The Davos Forum in January each year is “the place where to be” for some 3,000 prominent figures in the economic, financial and political fields from 90 countries.
Tunisian Prime Minister Youssef Chahed was invited by the president of the Davos Forum and it is for the second time that he finds himself in the big leagues, approached by major media such as CNN.
He was engaged in the favorite sport of almost all the great personalities present, the “speed dating”, between two assignments or two panels of the Forum in order to optimize this presence in the higher global political and economic spheres.
The opportunity is thus provided for the Tunisian Prime Minister to lobby for his country, dispel doubts about the prospects of ending the crisis, plead the Tunisian cause, explain the importance of 2019 as a pivotal year in the process of political and economic transition and especially to sensitize the partners of Tunisia to redouble efforts to support it on the path of the success of its dual political and economic process.
It is true, however, that Tunisia’s partners are already starting to get impatient and are telling it to the Prime Minister.
In fact, speaking on Tuesday during one of the multiple panels, Youssef Chahed announced the reforms undertaken by his government to improve the investment climate.
He ended by saying, while mentioning the socio-political situation: “we are living a period of transition, since 2011, and the political transition has a cost, because the economy has been suffering for 5 years, and we must not forget that we have suffered terrorist attacks.
It must be considered that it remains possible to manage this cost.
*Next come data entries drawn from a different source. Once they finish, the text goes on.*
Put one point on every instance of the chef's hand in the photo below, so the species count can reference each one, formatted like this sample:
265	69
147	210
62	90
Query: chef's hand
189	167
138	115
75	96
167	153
And the moderator of the panel to challenge him: “this story is repeated at each session in Davos.” This is to say that Tunisia will have more and more trouble attracting the sympathy of Western democracies.
The mere fact of having become the only democracy in the Arab world or of being behind the so-called “Arab Spring” will no longer suffice to claim help in getting out of the political and economic slumps, where year by year, refusing to give top priority to the economy to stay on international radar, cooperation and investment.
It also means the reframing that Tunisia will have to make of its image, damaged by the political disputes for plums and by the devastating strikes and without any consideration on the cost of these movements, made in the name of the democracy for which the West congratulated it for a while, and on its chances of getting out of the economic and financial crisis.
Substance, thanks to meetings difficult to cumulate in such a short time
However, the Prime Minister does not give up and always embark his staff to preach the good word for his country, hence this brief presence at the Davos Forum.
He met briefly with the Algerian Foreign Minister, the Egyptian Prime Minister, two rather formal meetings, for example with his Egyptian counterpart, with whom there was a brief friendly discussion on football, before returning to serious matters.
Serious things, such as with German Chancellor Angela Merkel who confirmed the support of Germany, a country with which cooperation is most supported and the help is more concrete for the Tunisian economic transition.
This is the same with the president of AfDB to raise his awareness of the importance of support by the African Development Bank for foreign investment in Tunisia.
Akinwumi Adesina said the AfDB is preparing a major program to help create 25 million jobs in African countries and that Tunisia will have a lion’s share.
Or also the European Commissioner for Neighborhood Policies, Johannes Hahn. On the same day, the same Commissioner announced a budget of € 305 M for the economic, political and social inclusion of young Tunisians.
On the last day of his participation in the Davos Forum, Chahed confirmed to an African panel on the “African agenda” Tunisia’s interest in Africa and its willingness to be a commercial platform to develop its exchanges with Europe. He took the opportunity to launch an investment call for those targeting Africa or vice versa.
This means that the actual 24 hours of the Tunisian PM’s visit to Davos Forum have been well used and the seven high-level meetings that have been held have been optimized to reframe the image of Tunisia, a country that is doing what it can to get out of the crisis and that need to be continuously supported, through bilateral cooperation and investment, both economic and human.